1963: The Assassination Games (Big Finish audio)



I think I suggested a while ago that the spin-off Counter-Measures series might benefit from a guest appearance from the Doctor. As part of the anniversary celebration, we get a special audio story in which the Seventh Doctor is re-united with Gilmore, Rachel and Alison. I'm not quite sure if it's the Doctor making a guest appearance in Counter-Measures, or Counter-Measures making a guest appearance in the Seventh Doctor audio range.

Assassination Games evokes the early Sixties Counter-Measures era, with all the Cold War paranoia, the nuclear scares, the allusion to the Profumo affair and the upper class domination of public life (I suppose that's true of today!). In the first half of the audio, the Counter-Measures team get to play their various parts in the story. On the whole, however, it does not quite feel like a Counter-Measures story. For one thing, being a prequel to the series, the team don't quite feel like the characters those of us who followed the spin-off have come to know. Furthermore, the threat turns out to be on a more cosmic scale than Counter-Measures is used to dealing with and so the focus rather shifts onto Ace and the Doctor in the second half.

Regular readers will know that I am not a fan of much of the Big Finish Seventh Doctor material. I feel that the Seventh Doctor and Ace relationship was beautifully developed in the Virgin New Adventures and the Seventh Doctor audios seem to detract from that. In this audio, there is nothing fresh or original that the Seventh Doctor or Ace bring to the story.

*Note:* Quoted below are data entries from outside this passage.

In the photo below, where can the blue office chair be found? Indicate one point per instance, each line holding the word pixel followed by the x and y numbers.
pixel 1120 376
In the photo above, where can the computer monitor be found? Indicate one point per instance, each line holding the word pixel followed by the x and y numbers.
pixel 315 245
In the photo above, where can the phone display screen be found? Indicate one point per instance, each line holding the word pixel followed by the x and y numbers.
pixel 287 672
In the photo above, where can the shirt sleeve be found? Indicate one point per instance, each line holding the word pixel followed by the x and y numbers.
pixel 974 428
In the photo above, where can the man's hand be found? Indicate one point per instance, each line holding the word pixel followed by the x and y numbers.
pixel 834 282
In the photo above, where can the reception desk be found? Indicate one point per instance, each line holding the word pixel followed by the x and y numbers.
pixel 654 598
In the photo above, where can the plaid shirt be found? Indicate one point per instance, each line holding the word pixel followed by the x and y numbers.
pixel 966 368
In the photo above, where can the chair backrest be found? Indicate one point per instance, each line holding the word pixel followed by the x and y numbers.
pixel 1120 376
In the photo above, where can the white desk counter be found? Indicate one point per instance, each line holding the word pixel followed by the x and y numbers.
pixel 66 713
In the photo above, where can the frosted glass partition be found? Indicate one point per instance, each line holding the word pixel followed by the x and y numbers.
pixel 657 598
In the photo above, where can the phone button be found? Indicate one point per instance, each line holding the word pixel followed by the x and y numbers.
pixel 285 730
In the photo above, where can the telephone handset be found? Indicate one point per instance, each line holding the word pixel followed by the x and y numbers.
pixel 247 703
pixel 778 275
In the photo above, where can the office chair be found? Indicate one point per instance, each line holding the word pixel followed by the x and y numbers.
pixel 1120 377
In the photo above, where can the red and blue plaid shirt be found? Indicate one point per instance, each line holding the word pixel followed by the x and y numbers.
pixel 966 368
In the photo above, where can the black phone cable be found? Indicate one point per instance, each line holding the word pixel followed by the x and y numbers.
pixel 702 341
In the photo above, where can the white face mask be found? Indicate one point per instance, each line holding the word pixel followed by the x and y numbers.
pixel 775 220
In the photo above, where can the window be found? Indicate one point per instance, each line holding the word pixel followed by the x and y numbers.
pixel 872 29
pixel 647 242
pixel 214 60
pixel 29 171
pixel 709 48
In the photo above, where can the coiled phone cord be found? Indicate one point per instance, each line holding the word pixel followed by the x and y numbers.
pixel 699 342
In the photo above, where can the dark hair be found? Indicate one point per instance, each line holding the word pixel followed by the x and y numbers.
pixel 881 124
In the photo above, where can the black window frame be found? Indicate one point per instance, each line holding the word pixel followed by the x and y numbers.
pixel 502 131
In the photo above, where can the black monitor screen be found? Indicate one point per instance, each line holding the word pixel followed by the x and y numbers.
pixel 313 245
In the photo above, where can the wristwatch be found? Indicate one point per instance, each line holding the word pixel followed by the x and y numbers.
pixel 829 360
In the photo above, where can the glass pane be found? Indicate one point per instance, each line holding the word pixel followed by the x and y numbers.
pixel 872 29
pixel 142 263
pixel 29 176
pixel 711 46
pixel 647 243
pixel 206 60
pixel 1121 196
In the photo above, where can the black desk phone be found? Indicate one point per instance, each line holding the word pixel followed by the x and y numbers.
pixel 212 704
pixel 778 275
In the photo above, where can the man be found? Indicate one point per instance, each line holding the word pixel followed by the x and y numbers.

I was convinced until the climax that the bad guys in this would turn out to be the War Lords from The War Games. The title of the story hinted at that, as did the delight in which the villains seemed to play their aristocratic role. I do think it would have made for quite an effective re-vamping of this old foe. I was very disappointed when it turned out they were some faction we had never heard of, one that was immersed in the cliched trappings of conspiratorial thinking. It also seemed that there was something of a tension between how the Light were written and how they came across. The writer seemed to conceive them as selfless fanatics, yet they seemed to come across more as self-serving public school bullies.

It must have been lovely for the cast of Remembrance of the Daleks to re-unite and it was nice to have a taste of Counter-Measures prior to Season 3, but on the whole this was a little disappointing.